Brain Circuits Underlying Gamma Oscillation Deficits in Schizophrenia
The reduction of TMS-evoked gamma oscillations in schizophrenia raises the question of which brain circuits underlie these deficits. The three most likely candidates are 1) gamma-aminobutyric acid (GABA)-ergic cortical interneurons, 2) cortico-cortical excitatory connections, and 3) cortico-thalamocortical loops.
GABA-ergic interneurons are known to play a major role in generating gamma oscillations. For example, mutual inhibition of local GABA-ergic cortical interneurons underlies the occurrence of gamma oscillations in a cortical region activated by repetitive stimulation
(31) . Hence, the gamma response deficits observed in our schizophrenia group, which were maximal in the area closer to the application of TMS, could reflect impairments of local inhibitory interneurons.
In our analysis, source modeling of the TMS-evoked gamma oscillations revealed that in healthy subjects the activation shifted from the premotor cortex to the right sensorimotor, left anterior premotor, and left sensorimotor regions. In contrast, the cortical activation in schizophrenia patients was much more localized, slowly shifting between premotor and motor areas. This finding is consistent with evidence from experimental data suggesting that there are defective interactions among cortical areas in schizophrenia
(32,
33) . Our results are also in agreement with several cognitive models of schizophrenia, suggesting that the cognitive symptoms of schizophrenia have a functional counterpart in impaired excitatory cortico-cortical connections
(34,
35) . Furthermore, evidence from pharmacological, modeling, and postmortem studies suggests that there are deficits in cortico-cortical glutamate transmission, mediated by
N -methyl-
d -aspartic-acid receptors, in schizophrenia
(36) .
There is increased evidence suggesting that the thalamus plays a role in the generation of gamma oscillations.
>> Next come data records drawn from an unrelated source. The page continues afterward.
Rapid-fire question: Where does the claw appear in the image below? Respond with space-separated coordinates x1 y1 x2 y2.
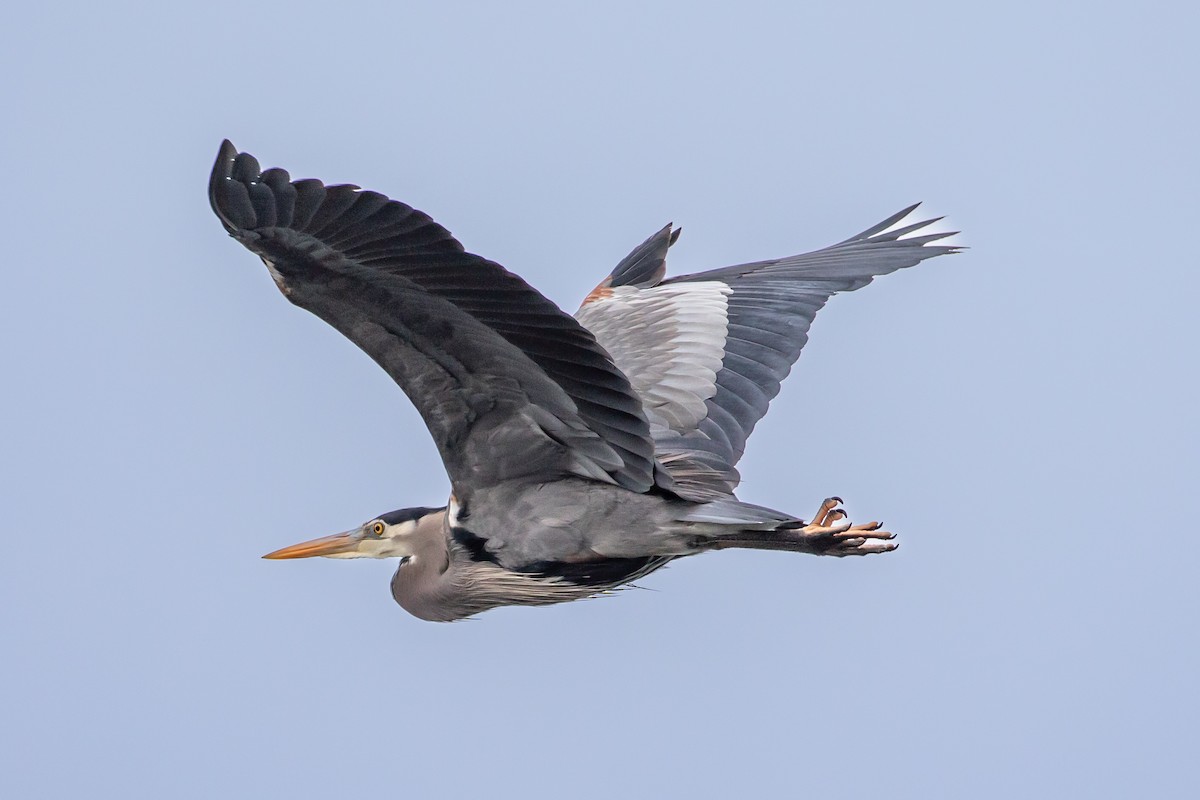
809 498 841 528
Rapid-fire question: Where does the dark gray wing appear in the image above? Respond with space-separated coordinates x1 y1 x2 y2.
209 142 654 498
576 205 958 491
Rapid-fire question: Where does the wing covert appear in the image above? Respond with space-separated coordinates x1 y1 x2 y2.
209 142 654 497
576 205 959 493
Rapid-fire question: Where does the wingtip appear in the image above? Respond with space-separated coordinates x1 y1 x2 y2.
209 139 258 235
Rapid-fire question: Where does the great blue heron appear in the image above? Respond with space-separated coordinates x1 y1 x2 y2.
209 142 958 621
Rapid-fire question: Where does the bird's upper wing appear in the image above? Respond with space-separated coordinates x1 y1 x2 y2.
209 142 654 498
576 205 958 493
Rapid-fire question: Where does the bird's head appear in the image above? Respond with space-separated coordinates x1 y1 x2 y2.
263 507 445 559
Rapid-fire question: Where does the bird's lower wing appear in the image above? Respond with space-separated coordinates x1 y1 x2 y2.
576 206 958 495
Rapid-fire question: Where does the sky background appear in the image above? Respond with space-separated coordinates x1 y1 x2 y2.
0 0 1200 799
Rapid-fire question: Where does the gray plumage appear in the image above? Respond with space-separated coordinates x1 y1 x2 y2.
209 142 955 621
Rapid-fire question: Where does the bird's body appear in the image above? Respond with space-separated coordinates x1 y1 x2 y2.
210 142 955 621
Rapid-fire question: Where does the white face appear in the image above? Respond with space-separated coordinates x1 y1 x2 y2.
345 519 416 559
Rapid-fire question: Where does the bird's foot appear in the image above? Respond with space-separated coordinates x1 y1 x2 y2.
786 498 898 557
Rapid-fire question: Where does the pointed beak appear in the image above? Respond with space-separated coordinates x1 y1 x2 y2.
263 531 361 559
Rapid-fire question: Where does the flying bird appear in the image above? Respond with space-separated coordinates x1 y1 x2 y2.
209 142 959 621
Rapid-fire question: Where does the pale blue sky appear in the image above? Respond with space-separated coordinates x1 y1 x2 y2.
0 1 1200 799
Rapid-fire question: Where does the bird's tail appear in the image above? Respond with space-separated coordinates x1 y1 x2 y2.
682 498 896 555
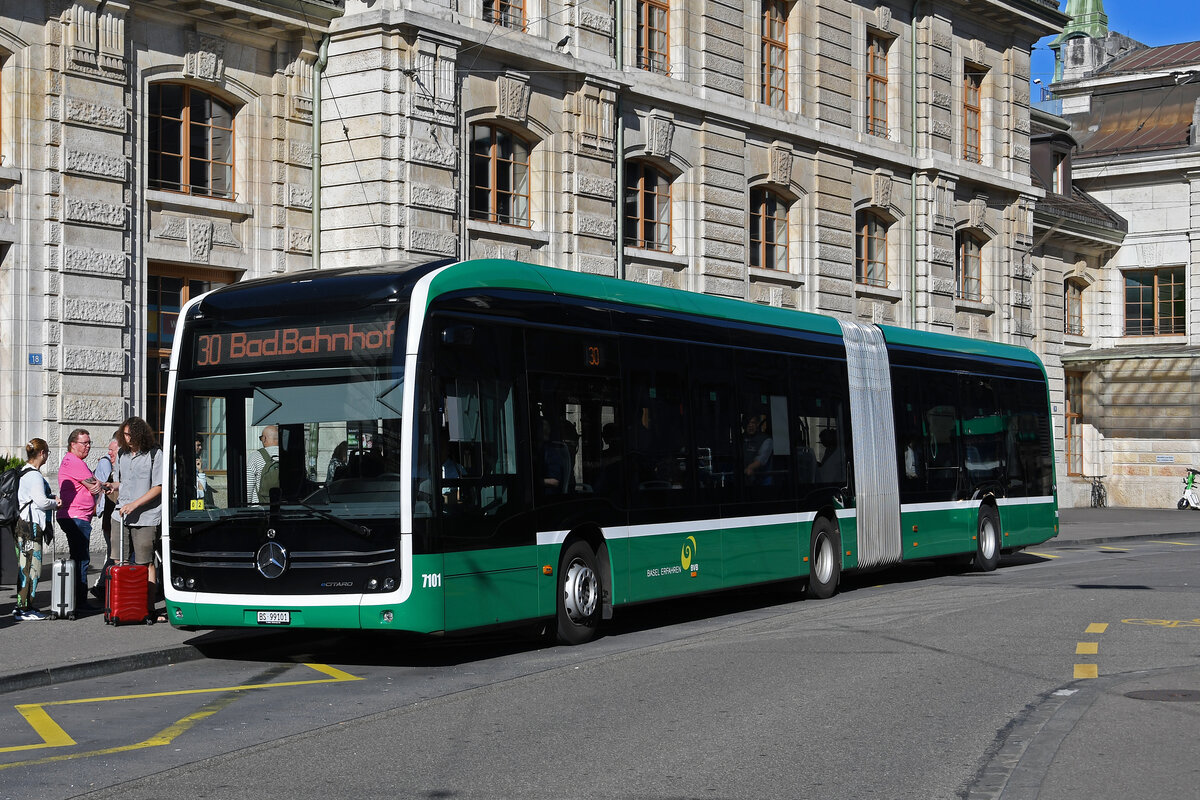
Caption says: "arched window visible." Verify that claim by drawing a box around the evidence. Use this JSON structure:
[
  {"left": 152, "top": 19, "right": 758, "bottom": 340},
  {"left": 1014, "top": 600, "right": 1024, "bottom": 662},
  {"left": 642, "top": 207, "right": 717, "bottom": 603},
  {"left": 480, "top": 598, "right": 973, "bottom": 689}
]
[
  {"left": 1063, "top": 281, "right": 1084, "bottom": 336},
  {"left": 750, "top": 188, "right": 787, "bottom": 270},
  {"left": 954, "top": 231, "right": 983, "bottom": 301},
  {"left": 146, "top": 83, "right": 234, "bottom": 199},
  {"left": 762, "top": 0, "right": 787, "bottom": 108},
  {"left": 854, "top": 211, "right": 888, "bottom": 287},
  {"left": 470, "top": 125, "right": 532, "bottom": 228},
  {"left": 625, "top": 161, "right": 671, "bottom": 252}
]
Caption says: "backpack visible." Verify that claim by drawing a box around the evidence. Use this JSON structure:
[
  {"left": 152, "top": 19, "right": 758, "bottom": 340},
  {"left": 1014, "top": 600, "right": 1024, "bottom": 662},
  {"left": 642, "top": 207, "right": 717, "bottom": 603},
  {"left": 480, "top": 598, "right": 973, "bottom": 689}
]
[
  {"left": 258, "top": 447, "right": 280, "bottom": 503},
  {"left": 0, "top": 464, "right": 32, "bottom": 525}
]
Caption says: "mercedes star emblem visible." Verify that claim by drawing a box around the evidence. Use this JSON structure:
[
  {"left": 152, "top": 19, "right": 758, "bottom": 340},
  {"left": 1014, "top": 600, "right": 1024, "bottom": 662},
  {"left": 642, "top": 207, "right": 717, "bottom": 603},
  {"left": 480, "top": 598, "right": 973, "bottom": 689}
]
[{"left": 254, "top": 542, "right": 288, "bottom": 578}]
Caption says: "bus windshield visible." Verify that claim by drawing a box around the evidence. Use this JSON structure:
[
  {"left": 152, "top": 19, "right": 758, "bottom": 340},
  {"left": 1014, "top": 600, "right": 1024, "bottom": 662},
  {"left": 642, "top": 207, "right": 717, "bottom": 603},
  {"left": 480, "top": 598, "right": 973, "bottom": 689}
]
[{"left": 172, "top": 365, "right": 404, "bottom": 522}]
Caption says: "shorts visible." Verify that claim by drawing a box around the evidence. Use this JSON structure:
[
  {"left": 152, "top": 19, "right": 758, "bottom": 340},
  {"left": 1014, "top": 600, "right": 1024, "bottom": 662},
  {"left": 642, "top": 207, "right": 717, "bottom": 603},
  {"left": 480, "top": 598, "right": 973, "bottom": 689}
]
[{"left": 125, "top": 525, "right": 158, "bottom": 565}]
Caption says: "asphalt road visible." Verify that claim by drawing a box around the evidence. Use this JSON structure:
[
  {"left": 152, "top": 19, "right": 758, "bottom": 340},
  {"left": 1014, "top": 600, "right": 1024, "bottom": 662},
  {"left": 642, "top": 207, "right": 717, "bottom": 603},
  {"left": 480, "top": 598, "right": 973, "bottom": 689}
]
[{"left": 0, "top": 539, "right": 1200, "bottom": 800}]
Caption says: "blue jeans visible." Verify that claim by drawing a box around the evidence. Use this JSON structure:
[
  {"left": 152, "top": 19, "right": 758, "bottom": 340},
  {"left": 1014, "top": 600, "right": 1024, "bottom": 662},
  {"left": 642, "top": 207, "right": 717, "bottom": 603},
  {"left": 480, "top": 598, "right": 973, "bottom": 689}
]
[{"left": 58, "top": 517, "right": 91, "bottom": 603}]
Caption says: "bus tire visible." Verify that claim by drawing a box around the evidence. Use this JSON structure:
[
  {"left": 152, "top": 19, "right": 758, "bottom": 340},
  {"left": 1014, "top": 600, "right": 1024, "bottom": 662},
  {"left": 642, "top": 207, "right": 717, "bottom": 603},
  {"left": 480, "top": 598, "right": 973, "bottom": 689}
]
[
  {"left": 558, "top": 540, "right": 604, "bottom": 644},
  {"left": 974, "top": 505, "right": 1000, "bottom": 572},
  {"left": 808, "top": 517, "right": 841, "bottom": 600}
]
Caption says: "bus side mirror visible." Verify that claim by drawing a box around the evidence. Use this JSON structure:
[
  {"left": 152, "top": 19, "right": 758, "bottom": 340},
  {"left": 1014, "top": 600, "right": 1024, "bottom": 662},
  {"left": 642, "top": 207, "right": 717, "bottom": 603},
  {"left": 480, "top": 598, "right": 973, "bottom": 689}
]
[{"left": 442, "top": 325, "right": 475, "bottom": 347}]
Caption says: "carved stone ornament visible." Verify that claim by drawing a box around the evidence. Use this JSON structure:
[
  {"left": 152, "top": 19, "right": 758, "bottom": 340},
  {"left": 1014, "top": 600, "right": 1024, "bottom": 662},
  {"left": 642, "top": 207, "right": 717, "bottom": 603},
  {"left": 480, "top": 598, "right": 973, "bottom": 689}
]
[
  {"left": 187, "top": 218, "right": 212, "bottom": 264},
  {"left": 770, "top": 144, "right": 792, "bottom": 186},
  {"left": 646, "top": 115, "right": 674, "bottom": 158},
  {"left": 871, "top": 172, "right": 892, "bottom": 209},
  {"left": 496, "top": 72, "right": 533, "bottom": 124},
  {"left": 875, "top": 6, "right": 892, "bottom": 32},
  {"left": 1138, "top": 242, "right": 1163, "bottom": 266},
  {"left": 967, "top": 197, "right": 988, "bottom": 229},
  {"left": 971, "top": 38, "right": 988, "bottom": 64},
  {"left": 184, "top": 31, "right": 226, "bottom": 83}
]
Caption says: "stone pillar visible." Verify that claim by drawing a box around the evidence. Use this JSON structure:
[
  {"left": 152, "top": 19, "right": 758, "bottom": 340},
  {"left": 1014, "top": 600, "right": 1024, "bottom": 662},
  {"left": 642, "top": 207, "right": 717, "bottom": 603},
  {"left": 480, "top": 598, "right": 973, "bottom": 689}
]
[
  {"left": 49, "top": 2, "right": 130, "bottom": 446},
  {"left": 692, "top": 121, "right": 748, "bottom": 299}
]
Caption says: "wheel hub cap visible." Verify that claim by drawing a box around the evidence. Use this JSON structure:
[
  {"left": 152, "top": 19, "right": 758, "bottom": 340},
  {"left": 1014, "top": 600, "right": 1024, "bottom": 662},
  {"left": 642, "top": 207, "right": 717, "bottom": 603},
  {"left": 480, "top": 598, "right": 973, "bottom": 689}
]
[{"left": 563, "top": 561, "right": 600, "bottom": 622}]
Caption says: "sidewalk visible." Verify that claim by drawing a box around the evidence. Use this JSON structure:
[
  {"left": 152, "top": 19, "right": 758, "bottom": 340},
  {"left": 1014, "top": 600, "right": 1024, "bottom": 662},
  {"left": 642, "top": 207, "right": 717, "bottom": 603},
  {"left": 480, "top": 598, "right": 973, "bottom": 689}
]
[{"left": 0, "top": 509, "right": 1200, "bottom": 693}]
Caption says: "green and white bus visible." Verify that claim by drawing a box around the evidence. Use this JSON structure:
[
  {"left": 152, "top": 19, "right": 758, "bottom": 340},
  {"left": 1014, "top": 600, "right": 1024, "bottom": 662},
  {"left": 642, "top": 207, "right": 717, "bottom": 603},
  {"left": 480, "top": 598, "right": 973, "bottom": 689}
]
[{"left": 163, "top": 260, "right": 1057, "bottom": 643}]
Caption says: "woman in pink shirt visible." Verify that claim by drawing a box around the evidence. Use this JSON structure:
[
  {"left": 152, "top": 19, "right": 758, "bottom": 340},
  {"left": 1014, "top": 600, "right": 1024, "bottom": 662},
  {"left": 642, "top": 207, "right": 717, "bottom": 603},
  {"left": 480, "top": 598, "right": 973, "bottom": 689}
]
[{"left": 58, "top": 428, "right": 100, "bottom": 608}]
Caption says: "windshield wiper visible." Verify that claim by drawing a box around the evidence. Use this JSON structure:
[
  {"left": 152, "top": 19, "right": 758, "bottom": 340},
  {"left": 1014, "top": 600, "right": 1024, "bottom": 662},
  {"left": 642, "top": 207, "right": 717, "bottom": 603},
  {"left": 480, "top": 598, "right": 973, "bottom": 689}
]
[{"left": 288, "top": 499, "right": 372, "bottom": 539}]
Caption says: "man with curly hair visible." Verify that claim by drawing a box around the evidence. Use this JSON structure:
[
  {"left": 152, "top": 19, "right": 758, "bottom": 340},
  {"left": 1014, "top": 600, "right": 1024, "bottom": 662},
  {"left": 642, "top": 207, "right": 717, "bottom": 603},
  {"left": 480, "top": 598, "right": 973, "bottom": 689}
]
[{"left": 109, "top": 416, "right": 167, "bottom": 622}]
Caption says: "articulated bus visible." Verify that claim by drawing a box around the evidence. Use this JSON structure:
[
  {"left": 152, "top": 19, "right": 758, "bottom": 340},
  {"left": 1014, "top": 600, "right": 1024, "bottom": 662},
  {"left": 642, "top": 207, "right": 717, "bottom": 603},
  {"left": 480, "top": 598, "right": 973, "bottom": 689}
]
[{"left": 163, "top": 260, "right": 1058, "bottom": 643}]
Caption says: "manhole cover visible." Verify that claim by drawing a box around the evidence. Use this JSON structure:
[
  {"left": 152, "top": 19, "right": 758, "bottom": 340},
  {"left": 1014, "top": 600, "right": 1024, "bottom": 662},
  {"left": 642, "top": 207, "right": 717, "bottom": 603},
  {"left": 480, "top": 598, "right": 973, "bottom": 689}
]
[{"left": 1126, "top": 688, "right": 1200, "bottom": 703}]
First, electrophysiological studies combining intracellular thalamic recordings with cortical local field potentials have shown that EEG gamma oscillations are associated with a coherent gamma oscillatory activity in thalamic and cortical neurons
(37) . Additionally, a large-scale simulation of the thalamocortical system showed that both cortical and thalamic neurons are involved in generating gamma oscillations
(38) . In particular, this model revealed that cortico-thalamocortical loops, after lesions of cortico-cortical connections, can sustain gamma oscillations over the cortical depth and the thalamus. Moreover, intracranial recordings in humans
(39) have revealed abnormalities in the firing patterns of thalamic neurons in several neurological diseases that are characterized by the disruption of gamma oscillations and by the appearance of low frequencies at the EEG/magnetoencephalogram level
(40) . Intriguingly, involvement of thalamocortical circuits in schizophrenia has also been suggested in the results of high-density EEG recordings during sleep
(10), another approach that does not require any cognitive involvement by the subject. That study found that schizophrenia patients had deficits in sleep spindle activity, an oscillatory rhythm generated by the interplay between reticular and relay thalamic nuclei and amplified by thalamo-cortico-thalamic interactions. Thus, converging lines of evidence point to a dysfunction in thalamocortical circuits as a core deficit in schizophrenia.